Alla ricerca del tempo sprecato Diario di un professore cieco

Il tuo volto, Ettore, è un campo di battaglia. Diviso in due, come le vite che vi si contendono la vittoria, quella di tuo padre e quella di tua madre. Due flussi di sangue in lotta come due mari che si scontrano senza riuscire a mescolarsi, se non quando si scatena la tempesta. Le tue occhiaie pronunciate, la tristezza nelle orbite scavate dal peso di chi deve fare tutto da solo, e così gli angoli della bocca, stretti e incurvati, raccontano di un ragazzo che non si aspetta molto dal futuro, perché è troppo impegnato a guardarsi le spalle. Ho sentito sotto le mie dita le linee della rassegnazione, dell’umiliazione, della rinuncia. Ma ho anche percepito la tensione del combattente, di chi non ha abbandonato il campo, di chi ha un riscatto da conquistare proprio perché ha molto sofferto. L’amore ha fallito con te, Ettore, ma tu non vuoi fallire con l’amore. Spero tu possa farcela e non ti abbandoni all’alcol, il cui odore si nasconde nel tuo fiato sin dalle prime ore del mattino… A volte sono i figli a dover mettere al mondo i genitori, come è successo anche a me.

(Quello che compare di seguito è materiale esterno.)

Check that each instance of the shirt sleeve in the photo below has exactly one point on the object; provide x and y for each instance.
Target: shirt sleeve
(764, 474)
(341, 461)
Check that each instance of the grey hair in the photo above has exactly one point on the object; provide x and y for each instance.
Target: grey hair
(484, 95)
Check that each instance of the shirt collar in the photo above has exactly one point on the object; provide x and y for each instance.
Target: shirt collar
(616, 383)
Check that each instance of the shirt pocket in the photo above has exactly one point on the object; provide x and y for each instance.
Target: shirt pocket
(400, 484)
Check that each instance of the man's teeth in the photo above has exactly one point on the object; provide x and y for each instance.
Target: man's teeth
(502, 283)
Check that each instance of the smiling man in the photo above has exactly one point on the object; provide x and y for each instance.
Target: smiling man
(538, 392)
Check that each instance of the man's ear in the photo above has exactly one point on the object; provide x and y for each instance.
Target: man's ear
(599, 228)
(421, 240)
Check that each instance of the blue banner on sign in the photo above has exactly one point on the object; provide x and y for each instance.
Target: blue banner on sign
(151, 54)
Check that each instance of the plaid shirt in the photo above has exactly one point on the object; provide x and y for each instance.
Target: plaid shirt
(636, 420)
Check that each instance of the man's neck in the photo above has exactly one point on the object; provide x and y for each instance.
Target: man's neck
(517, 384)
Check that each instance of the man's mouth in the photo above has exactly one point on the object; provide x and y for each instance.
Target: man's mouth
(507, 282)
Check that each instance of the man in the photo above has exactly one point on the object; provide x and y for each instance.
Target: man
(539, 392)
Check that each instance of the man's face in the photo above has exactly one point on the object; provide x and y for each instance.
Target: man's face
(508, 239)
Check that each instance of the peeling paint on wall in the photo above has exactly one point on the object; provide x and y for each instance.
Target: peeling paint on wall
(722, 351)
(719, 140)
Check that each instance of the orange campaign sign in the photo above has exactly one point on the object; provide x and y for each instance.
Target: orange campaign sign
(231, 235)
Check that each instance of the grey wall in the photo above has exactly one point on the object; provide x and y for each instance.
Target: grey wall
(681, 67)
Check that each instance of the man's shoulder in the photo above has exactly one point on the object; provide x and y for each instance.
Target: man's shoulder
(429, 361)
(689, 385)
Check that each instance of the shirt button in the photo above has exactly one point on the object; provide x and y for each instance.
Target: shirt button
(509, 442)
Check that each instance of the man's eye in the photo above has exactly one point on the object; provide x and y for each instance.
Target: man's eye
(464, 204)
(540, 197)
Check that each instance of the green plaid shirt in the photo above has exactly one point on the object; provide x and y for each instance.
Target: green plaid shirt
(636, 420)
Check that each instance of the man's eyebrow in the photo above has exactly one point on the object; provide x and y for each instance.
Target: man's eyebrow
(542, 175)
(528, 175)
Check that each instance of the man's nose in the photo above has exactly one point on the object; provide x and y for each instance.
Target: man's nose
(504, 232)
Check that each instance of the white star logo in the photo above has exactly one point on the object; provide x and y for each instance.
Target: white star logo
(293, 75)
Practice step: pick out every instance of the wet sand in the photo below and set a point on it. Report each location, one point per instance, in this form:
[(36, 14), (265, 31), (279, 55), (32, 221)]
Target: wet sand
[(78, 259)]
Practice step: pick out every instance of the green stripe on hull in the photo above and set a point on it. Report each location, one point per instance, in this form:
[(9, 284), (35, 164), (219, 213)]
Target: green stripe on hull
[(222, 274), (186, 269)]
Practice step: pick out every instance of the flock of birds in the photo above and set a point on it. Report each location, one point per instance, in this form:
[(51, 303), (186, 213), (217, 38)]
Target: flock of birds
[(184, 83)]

Ho avuto bisogno di mio figlio Pietro più di quanto lui avesse bisogno di me. Non potevo più aiutarlo nei compiti, leggergli le storie, andare a giocare a calcio con lui, mostrargli le costellazioni… Mi sembrava di non avere più i mezzi per affidargli il mondo che ogni padre vuole tramandare al figlio, come mio padre ha fatto con me. Poi un giorno camminavamo mano nella mano, tornando da scuola, quando si è messo a piovere. E ho cominciato a raccontargli come tutte le cose, un attimo prima mute e sole, erano diventate una sinfonia: ticchettare sulle macchine, picchiettare sulle foglie, rimbalzare sull’asfalto, tintinnare sulle tegole, scoppiettare sugli ombrelli, tamburellare sull’erba… Gli descrivevo gli effetti della pioggia in ogni angolo, come fossero i componenti di un’orchestra: ottoni, fiati, archi… Con una immaginaria bacchetta isolavamo un gruppo di strumenti e ascoltavamo il timbro che l’acqua si premurava di rivelare, poi li componevamo insieme. Gli raccontavo che il tuono è un appello alla terra, perché si apra alla pioggia, che disseta la città soffocata dall’asfalto.

È la linea in cui collochiamo il confine tra oggettivo e soggettivo che ci regala le cose: un tempo per me la pioggia era solo un ostacolo ai programmi, un fastidio da evitare. Ora la pioggia è acqua che rende nuova la terra. E così abbiamo ballato, perduti nell’istante, con cuore primitivo. Siamo tornati soltanto un’ora dopo, bagnati fradici e ridendo. La pioggia era diventata un dono, anche per lui. Qualche tempo dopo mi ha detto che, da quel giorno, tutte le volte che comincia a piovere chiude gli occhi e si ferma ad ascoltare.

«Tutti scappano quando piove, per loro la pioggia è una cosa brutta. Per me invece ha la tua voce.» Così mi ha detto.

C’è sempre qualcosa che un padre può donare a un figlio, fossero anche le sue mani vuote. E poi c’è tutto l’immenso panorama delle cose che un padre può ricevere da suo figlio, e spesso sono quelle che credeva di dovergli dare lui.